Did you know that it is quite common for older adults to develop sleeping challenges as they age?
According to the Society of Behavioral Medicine (2019), our sleep patterns become more fragile and inconsistent as we age.
Older adults find themselves sleeping during odd hours of the day and struggling to stay asleep during the night for a multitude of reasons.
In order for our bodies and minds to properly function, we need to develop healthy sleeping habits no matter what age we are.
Here are a few tips for getting into that healthy sleep pattern.
Ingest a steady diet of carbs, vegetables, fruit, and protein. Limit your sugar and fat intake as this does contribute to unnecessary lethargy during the day.
Eat healthy foods that give you energy so that you can avoid napping all day. Also, consider not eating too late into the night as this can cause intestinal discomfort when lying down at night.
Daily fluid intake:
Get plenty of water during the day, and slowly reduce your fluid intake as you approach bed time. This prevents you from having to get up multiple times during the night to use the bathroom.
Regular exercise that challenges your heart rate and blood pressure actually improves your ability to sleep through the night.

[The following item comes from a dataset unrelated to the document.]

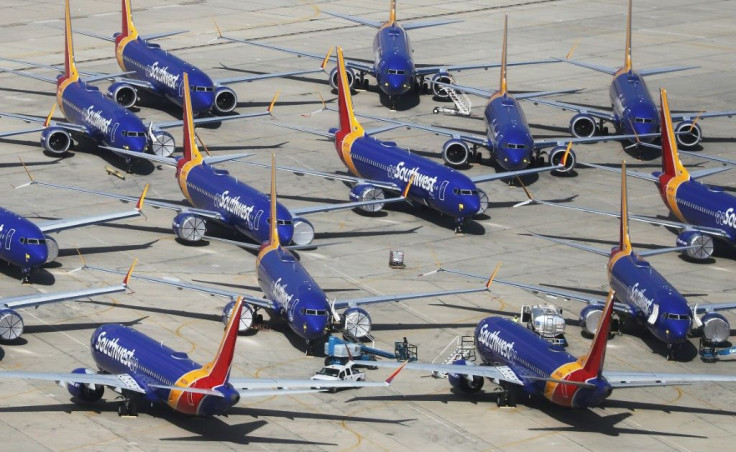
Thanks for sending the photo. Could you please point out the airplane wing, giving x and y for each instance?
(648, 379)
(68, 223)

Consider trying relaxation exercises such as yoga prior to going to sleep in order to relax your body and your mind.
If you are on any medications, consult with your doctor about any potential drugs that are preventing you from getting a good night sleep.
Your doctor may also suggest sleep medication if you are losing a profoundly large amount of sleep due to insomnia.
Limiting screen time at night:
Computer, iPads and cellphones emit blue light, the same type of light emitted by the sun but in much smaller doses.
Researchers have found that screen time actually messes with your sleep patterns because you are staring at light that you should only be exposed to during daylight hours.
Take that T.V. out of your room and put the phone down for the night.
Rationing day-time naps:
Be reasonable with your day-time naps. Cut down those 2-3 hour naps to 15-20 minutes using an alarm system. Find ways to keep yourself busy during the day in order to prevent the temptation to sleep.
Loss of sleep can lead to drowsiness, disconnectedness from the real world, AND to actual illness or disease. Take care of your body now and start your regular sleeping regimen today!